Nella difficoltà giunge però una buona notizia: a maggio il governo ha prorogato al 2021 la nomina di Parma capitale della cultura italiana, come aveva già anticipato il ministro per la Cultura Dario Franceschini. “Mi chiedo spesso come sarebbe stata la città in questo maggio che era già sold out.
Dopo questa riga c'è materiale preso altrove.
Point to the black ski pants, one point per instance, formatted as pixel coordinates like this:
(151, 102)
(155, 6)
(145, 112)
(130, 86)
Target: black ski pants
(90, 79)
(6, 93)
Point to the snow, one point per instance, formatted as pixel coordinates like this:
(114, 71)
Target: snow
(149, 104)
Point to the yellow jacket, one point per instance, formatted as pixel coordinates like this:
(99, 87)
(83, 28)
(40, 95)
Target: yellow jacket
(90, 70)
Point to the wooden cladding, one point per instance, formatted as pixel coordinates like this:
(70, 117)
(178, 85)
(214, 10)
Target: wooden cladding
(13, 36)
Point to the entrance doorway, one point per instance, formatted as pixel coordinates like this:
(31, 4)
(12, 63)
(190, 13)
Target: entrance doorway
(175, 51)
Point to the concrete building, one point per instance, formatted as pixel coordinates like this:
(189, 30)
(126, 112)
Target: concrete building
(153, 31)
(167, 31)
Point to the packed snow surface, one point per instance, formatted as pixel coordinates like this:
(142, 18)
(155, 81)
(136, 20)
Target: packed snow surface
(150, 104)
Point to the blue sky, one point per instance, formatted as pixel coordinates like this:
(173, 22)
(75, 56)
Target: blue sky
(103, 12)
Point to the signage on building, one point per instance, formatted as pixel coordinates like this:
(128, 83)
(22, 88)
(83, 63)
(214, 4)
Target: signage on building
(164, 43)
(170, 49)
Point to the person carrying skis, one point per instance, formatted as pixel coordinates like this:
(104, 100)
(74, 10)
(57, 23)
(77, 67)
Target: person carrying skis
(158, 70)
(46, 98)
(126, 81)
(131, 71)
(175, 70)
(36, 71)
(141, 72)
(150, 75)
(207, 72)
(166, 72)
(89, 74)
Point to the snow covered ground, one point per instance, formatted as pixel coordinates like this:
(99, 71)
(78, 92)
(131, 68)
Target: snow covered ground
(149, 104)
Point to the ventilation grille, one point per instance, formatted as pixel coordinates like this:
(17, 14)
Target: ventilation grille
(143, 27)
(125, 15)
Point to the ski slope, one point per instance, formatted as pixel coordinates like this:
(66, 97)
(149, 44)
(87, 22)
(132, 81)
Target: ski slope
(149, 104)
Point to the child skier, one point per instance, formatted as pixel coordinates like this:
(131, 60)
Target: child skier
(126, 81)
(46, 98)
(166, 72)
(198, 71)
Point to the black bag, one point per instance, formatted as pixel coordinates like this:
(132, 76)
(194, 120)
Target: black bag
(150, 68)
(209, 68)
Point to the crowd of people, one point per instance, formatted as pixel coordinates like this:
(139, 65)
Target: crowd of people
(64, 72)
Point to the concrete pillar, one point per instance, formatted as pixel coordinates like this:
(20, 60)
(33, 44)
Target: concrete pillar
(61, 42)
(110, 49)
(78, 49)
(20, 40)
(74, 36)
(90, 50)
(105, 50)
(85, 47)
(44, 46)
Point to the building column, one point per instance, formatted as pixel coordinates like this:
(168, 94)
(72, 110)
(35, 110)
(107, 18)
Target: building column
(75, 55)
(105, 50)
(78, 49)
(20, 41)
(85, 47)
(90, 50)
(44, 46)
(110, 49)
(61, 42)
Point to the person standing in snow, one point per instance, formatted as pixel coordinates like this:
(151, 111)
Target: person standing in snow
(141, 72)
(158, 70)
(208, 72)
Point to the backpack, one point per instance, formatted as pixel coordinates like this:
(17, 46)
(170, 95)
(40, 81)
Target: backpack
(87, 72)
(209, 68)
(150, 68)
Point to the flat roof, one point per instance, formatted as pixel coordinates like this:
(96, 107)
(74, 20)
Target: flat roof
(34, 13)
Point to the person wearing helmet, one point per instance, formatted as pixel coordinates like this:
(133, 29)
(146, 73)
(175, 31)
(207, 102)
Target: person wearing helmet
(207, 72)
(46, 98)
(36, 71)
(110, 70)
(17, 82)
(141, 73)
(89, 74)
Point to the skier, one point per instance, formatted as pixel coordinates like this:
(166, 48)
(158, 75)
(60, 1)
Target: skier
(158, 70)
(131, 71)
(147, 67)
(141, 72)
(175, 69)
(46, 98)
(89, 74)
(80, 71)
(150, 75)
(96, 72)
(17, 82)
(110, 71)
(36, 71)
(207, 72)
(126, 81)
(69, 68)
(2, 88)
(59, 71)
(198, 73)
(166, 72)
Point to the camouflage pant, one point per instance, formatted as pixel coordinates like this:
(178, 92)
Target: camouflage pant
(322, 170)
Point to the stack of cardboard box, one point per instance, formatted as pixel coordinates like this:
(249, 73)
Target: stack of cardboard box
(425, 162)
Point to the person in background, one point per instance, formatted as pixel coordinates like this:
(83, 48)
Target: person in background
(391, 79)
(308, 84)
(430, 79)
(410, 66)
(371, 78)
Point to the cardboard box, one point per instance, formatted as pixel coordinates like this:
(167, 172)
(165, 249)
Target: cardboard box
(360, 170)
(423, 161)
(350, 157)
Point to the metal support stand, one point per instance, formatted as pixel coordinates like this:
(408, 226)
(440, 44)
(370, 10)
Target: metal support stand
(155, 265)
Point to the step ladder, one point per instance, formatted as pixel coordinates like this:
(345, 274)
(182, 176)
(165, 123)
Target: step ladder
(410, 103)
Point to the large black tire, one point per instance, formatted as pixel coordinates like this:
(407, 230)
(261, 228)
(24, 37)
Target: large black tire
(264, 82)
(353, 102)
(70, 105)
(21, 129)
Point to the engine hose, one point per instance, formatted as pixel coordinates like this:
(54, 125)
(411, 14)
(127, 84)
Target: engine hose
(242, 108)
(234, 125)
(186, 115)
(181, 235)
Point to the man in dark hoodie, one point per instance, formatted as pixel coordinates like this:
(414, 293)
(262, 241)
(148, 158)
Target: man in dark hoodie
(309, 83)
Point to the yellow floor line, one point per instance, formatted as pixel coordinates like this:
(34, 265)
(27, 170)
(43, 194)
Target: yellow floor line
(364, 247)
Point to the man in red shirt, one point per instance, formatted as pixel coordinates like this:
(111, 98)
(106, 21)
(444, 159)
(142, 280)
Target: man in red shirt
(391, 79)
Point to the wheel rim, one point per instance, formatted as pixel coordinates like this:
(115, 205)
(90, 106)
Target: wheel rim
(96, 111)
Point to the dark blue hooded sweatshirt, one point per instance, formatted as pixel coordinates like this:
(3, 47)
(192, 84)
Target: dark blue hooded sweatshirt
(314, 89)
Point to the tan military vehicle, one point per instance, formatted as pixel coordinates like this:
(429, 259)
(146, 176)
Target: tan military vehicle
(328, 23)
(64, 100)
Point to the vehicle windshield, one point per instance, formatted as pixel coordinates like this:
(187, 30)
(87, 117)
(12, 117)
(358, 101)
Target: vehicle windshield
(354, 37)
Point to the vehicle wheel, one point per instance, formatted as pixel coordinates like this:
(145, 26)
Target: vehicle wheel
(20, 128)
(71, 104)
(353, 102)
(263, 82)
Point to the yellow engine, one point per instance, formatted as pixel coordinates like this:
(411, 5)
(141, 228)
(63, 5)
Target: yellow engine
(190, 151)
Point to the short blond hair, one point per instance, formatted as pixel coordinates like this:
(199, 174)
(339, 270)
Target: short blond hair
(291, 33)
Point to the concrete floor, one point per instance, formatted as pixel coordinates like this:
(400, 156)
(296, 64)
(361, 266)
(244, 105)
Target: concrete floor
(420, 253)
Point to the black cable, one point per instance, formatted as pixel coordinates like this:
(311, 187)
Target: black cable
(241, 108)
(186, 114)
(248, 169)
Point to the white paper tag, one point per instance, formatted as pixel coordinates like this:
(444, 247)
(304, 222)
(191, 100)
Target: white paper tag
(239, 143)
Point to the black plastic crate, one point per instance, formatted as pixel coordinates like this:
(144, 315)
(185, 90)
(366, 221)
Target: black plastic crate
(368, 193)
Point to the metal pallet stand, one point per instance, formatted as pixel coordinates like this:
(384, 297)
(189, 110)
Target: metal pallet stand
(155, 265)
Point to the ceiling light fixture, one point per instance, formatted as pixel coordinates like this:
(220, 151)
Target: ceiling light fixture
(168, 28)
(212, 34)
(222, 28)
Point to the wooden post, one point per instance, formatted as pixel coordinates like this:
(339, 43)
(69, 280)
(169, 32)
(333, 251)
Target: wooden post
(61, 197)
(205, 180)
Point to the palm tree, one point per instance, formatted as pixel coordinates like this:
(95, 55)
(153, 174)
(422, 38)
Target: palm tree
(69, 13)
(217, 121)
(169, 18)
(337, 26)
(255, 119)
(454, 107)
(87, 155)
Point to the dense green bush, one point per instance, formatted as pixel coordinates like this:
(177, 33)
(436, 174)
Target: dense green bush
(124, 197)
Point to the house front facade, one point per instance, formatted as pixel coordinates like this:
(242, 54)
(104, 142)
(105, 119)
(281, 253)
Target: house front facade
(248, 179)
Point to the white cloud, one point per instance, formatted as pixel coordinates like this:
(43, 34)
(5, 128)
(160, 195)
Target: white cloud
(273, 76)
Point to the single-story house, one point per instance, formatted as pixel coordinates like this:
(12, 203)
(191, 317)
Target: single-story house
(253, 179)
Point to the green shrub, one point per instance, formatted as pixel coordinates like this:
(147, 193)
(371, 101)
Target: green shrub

Le persone in giro, le mostre, gli spettacoli, gli incontri nel territorio e nei quartieri”, ha commentato l’assessore alla Cultura Michele Guerra. La città attendeva con impazienza l’occasione per essere protagonista di novità ed eventi culturali, ma la pandemia ha sabotato il progetto. Ora Parma può tirare sospiro di sollievo: “Dobbiamo prendere atto che questo prolungamento di Parma capitale della cultura è un occasione in più, non era scontato, e può costituire quel volano per la ripartenza ma sarà molto diverso da quel che avevamo immaginato per il 20″, spiega la Meo. La situazione italiana non consente ancora di intravedere un allentamento delle restrizioni ma, continua la direttrice: “Sin da primavera, quando le condizioni ci permetteranno di muoverci nuovamente in sicurezza, avremo tutti una voglia pazzesca di ricominciare, perché questa condizione di ingabbiati non è naturale per nessuno. Ci auguriamo davvero che Parma capitale 2021 costituisca il primo vero appuntamento di una comunità che nella cultura si riconosce”.
Alla domanda su che cosa perda una società chiudendo gli spazi per fruire l’arte dal vivo, la direttrice del Regio risponde così: “La situazione che stiamo vivendo genera smarrimento, incertezza, sofferenza psicologica. Non tutti sono ben attrezzati alla difficoltà e nel primo lockdown e nel corso della pandemia, alcune categorie hanno visto potenziare le proprie fragilità economiche o psicologiche. Ebbene il consumo di cultura fortifica. All’indomani del finire di questa pandemia – perché finirà prima o poi – il nostro ruolo di settore culturale sarà importantissimo perché dovremo aiutare a uscire da questa depressione, dovremo aiutare la gente a bruciare le tappe del recupero psicologico e sociale, dovremo aiutare tutti a recuperare la fiducia, perché senza sarà molto più dura risalire la china e nessuno di noi si immagina che questo avvenga in pochi mesi”.